L'Édit de Milan, signé par Constantin en 313, installe un climat de tolérance à la faveur duquel l'art paléochrétien s'épanouit dans une symbiose naturelle avec la culture antique. Les principaux monuments de l'architecture religieuse paléochrétienne se trouvent à Salone et les nécropoles paléochrétiennes situées au nord de la ville (Marusinac, Manastirine, Kapljuč) revêtent un intérêt particulier. Lorsque, se retrouvant héritière de l'Empire romain, Byzance devient au vie siècle la première puissance politique, plusieurs forteresses sont érigées en Italie et sur la rive orientale de l'Adriatique, afin de sécuriser et de contrôler les voies maritimes ; ainsi voit le jour le castrum byzantin de Veli Brijun. Le complexe de la basilique euphrasienne de Poreč constitue un grandiose témoignage architectural de cette époque.

Baptistère et fonts baptismaux du centre épiscopal de Salone, érigé à la charnière du ive et du ve siècle.
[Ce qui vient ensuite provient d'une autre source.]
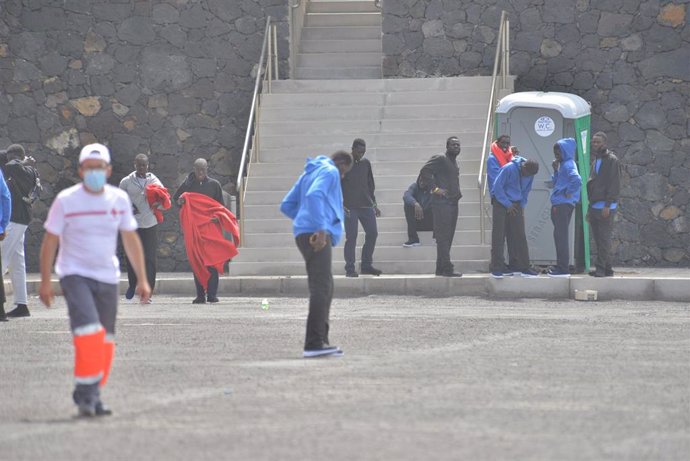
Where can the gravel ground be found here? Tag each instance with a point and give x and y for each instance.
(422, 378)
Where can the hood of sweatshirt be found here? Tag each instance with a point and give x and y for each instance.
(567, 146)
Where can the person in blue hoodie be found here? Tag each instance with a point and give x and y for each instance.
(564, 196)
(315, 205)
(510, 189)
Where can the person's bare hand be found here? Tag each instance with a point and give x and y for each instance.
(318, 240)
(418, 212)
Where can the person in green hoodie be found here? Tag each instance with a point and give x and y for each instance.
(564, 196)
(315, 205)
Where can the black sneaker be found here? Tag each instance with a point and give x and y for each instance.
(371, 271)
(325, 351)
(102, 410)
(20, 311)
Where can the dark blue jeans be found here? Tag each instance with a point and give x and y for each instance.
(366, 216)
(560, 217)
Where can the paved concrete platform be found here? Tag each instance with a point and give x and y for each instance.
(422, 378)
(643, 284)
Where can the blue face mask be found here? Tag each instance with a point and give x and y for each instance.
(94, 180)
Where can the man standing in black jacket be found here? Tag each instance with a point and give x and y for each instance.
(442, 175)
(21, 179)
(360, 207)
(603, 189)
(199, 182)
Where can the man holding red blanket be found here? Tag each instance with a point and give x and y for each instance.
(203, 219)
(138, 185)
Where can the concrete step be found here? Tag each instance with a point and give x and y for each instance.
(388, 210)
(365, 128)
(347, 59)
(414, 112)
(343, 6)
(382, 180)
(343, 140)
(384, 224)
(342, 33)
(471, 151)
(394, 85)
(392, 167)
(345, 99)
(393, 239)
(288, 268)
(339, 72)
(383, 253)
(341, 46)
(342, 19)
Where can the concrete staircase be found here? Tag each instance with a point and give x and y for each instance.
(341, 39)
(404, 122)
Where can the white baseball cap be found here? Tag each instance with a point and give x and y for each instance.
(94, 151)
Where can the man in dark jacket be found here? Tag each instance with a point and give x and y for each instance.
(21, 179)
(564, 196)
(418, 214)
(360, 207)
(511, 189)
(442, 175)
(603, 189)
(199, 182)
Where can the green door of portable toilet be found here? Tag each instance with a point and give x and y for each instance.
(535, 120)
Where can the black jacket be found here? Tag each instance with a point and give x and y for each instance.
(442, 172)
(358, 186)
(209, 187)
(606, 185)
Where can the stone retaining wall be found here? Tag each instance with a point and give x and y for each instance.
(629, 58)
(172, 79)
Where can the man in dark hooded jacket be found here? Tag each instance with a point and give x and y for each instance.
(564, 196)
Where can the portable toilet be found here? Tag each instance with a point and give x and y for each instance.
(535, 120)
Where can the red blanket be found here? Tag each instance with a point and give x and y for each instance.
(158, 194)
(204, 240)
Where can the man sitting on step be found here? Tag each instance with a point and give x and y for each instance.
(418, 214)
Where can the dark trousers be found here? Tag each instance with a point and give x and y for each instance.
(560, 217)
(516, 240)
(149, 240)
(414, 225)
(601, 231)
(212, 285)
(320, 281)
(445, 221)
(366, 216)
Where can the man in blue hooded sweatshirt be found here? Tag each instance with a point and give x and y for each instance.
(564, 196)
(315, 205)
(511, 188)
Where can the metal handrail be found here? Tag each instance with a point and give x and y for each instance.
(502, 61)
(265, 56)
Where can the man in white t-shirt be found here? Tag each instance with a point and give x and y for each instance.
(84, 221)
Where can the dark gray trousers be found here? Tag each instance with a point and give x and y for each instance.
(601, 231)
(517, 241)
(445, 222)
(366, 216)
(320, 280)
(560, 217)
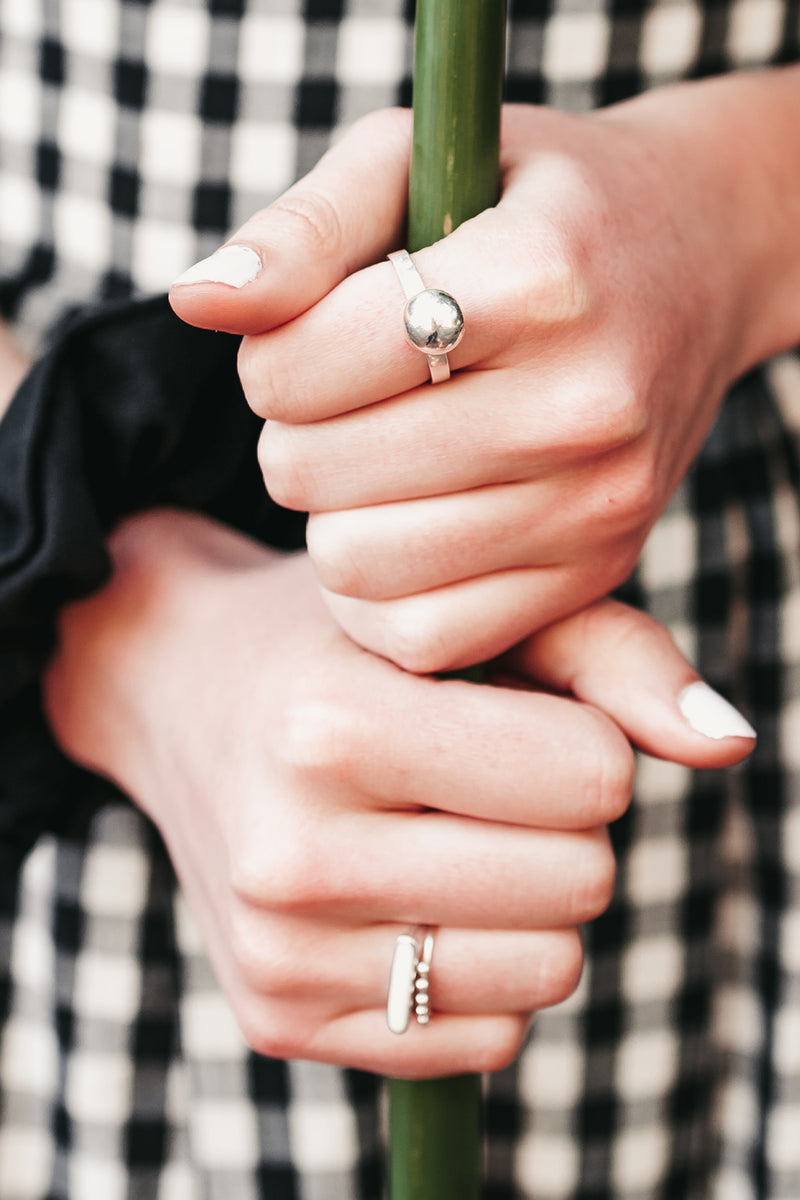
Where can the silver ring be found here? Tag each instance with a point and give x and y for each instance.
(433, 321)
(422, 982)
(409, 983)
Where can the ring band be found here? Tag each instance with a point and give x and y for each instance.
(409, 983)
(422, 982)
(433, 321)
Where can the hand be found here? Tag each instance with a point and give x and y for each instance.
(317, 801)
(609, 299)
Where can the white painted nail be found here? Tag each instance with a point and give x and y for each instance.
(234, 265)
(710, 714)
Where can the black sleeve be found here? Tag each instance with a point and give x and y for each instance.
(130, 408)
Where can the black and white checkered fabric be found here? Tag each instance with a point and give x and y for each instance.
(133, 136)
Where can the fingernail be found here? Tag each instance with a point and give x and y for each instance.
(234, 265)
(710, 714)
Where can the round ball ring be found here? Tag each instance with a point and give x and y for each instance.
(433, 321)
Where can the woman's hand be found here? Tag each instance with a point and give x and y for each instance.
(638, 261)
(317, 801)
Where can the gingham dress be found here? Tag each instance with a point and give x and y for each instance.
(133, 136)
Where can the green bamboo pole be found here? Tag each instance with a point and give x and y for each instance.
(458, 63)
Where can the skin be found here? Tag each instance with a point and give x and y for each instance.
(317, 801)
(340, 799)
(639, 259)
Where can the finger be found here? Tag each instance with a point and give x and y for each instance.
(450, 1045)
(358, 335)
(627, 665)
(392, 550)
(479, 429)
(440, 869)
(346, 969)
(476, 619)
(348, 211)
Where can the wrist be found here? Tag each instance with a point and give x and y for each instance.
(136, 640)
(733, 148)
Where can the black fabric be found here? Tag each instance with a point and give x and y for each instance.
(130, 409)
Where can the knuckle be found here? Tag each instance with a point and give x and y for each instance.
(501, 1047)
(337, 556)
(595, 876)
(561, 969)
(286, 475)
(286, 876)
(266, 960)
(613, 773)
(269, 1031)
(317, 219)
(320, 738)
(414, 640)
(561, 293)
(269, 387)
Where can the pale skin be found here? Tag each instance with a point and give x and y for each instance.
(637, 263)
(319, 799)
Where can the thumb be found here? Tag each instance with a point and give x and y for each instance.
(626, 664)
(346, 214)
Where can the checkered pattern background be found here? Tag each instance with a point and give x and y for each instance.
(133, 136)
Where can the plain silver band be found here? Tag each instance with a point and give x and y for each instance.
(408, 982)
(411, 285)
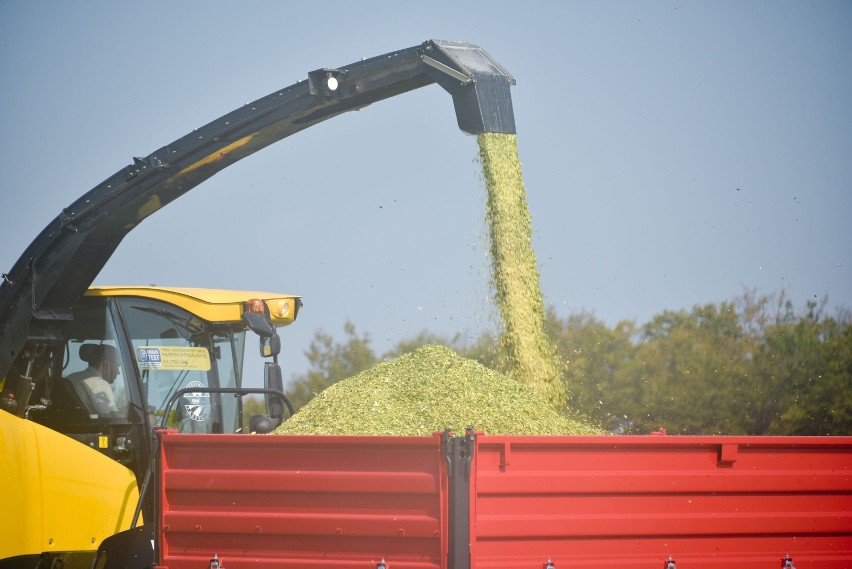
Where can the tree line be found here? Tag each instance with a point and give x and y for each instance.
(751, 366)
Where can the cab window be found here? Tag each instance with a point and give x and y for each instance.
(93, 371)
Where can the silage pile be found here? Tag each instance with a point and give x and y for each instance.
(430, 390)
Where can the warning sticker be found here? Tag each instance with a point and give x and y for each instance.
(173, 357)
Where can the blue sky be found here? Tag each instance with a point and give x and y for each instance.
(674, 153)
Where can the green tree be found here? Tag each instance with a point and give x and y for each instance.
(593, 357)
(806, 366)
(689, 372)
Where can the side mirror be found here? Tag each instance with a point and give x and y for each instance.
(270, 346)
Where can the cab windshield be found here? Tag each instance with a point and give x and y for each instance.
(175, 350)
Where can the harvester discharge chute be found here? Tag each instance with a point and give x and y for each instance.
(58, 267)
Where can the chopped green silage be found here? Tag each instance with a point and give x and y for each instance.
(426, 391)
(525, 350)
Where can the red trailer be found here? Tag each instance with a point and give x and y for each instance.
(504, 502)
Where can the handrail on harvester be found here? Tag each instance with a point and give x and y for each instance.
(63, 261)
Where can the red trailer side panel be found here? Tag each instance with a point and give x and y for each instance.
(291, 501)
(704, 502)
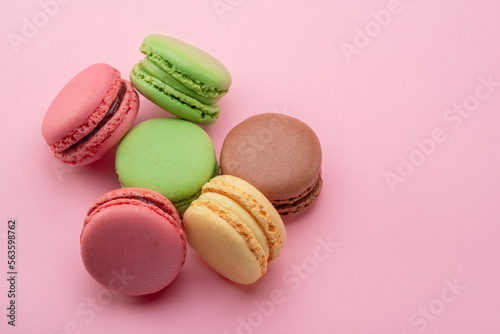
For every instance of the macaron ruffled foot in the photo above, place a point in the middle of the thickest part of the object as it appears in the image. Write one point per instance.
(235, 229)
(180, 78)
(90, 115)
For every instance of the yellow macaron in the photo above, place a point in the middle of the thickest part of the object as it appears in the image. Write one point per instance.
(235, 229)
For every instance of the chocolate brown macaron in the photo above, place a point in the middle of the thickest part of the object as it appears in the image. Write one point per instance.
(279, 155)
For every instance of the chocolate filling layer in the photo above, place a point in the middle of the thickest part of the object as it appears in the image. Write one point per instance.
(111, 112)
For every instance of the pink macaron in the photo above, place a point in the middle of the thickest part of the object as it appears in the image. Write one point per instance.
(133, 241)
(92, 112)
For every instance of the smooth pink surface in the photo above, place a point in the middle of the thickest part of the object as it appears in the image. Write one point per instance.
(78, 100)
(129, 238)
(95, 147)
(421, 256)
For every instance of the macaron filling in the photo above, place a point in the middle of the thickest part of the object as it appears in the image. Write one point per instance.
(108, 116)
(139, 73)
(304, 200)
(155, 70)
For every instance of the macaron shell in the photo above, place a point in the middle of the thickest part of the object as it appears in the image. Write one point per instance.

Presque intégralement conservé, il comporte deux basiliques parallèles, l’évêché et des dépendances. C’est à Frano Bulić (1846−1934), archéologue et conservateur, que l’on doit la plus importante contribution à la découverte et à la sauvegarde de Salone, ainsi qu’à l’étude de l’histoire paléocroate sur le sol de la Dalmatie. 

A la fin du vie siècle, le territoire de l'actuelle Croatie connaît un soudain effondrement de la civilisation antique entraîné par la ruine économique des cités, le plus souvent causée par les incursions des tribus « barbares ».

L’Apoxyomène, statue de bronze représentant un athlète (cercle de Lysippe, iie ou ier siècle av. J.-C.), a été retrouvé au large de l’île de Lošinj et constitue une exceptionnelle découverte archéologique sous-marine. Il est conservé au Musée Mimara à Zagreb.
Le pséphisma de Lumbarda, fragment d’un texte grec (ive-iie siècle av. J.-C.); découvert à Lumbarda sur l’île de Korčula, c’est l’un des plus anciens monuments écrits de Croatie. Il contient un pséphisma (décret d’une assemblée) régissant le régime des biens des colons grecs de Korčula et leurs rapports avec la population illyrienne. Il est conservé au Musée archéologique de Zagreb.
Tête en bronze d’Artémis (ive siècle av. J.- C.), très bel exemple de l’art hellénistique, l’une des rares œuvres de cette époque à être parvenue jusqu’à nous. Elle est conservée dans la Collection archéologique Issa, sur l’île de Vis.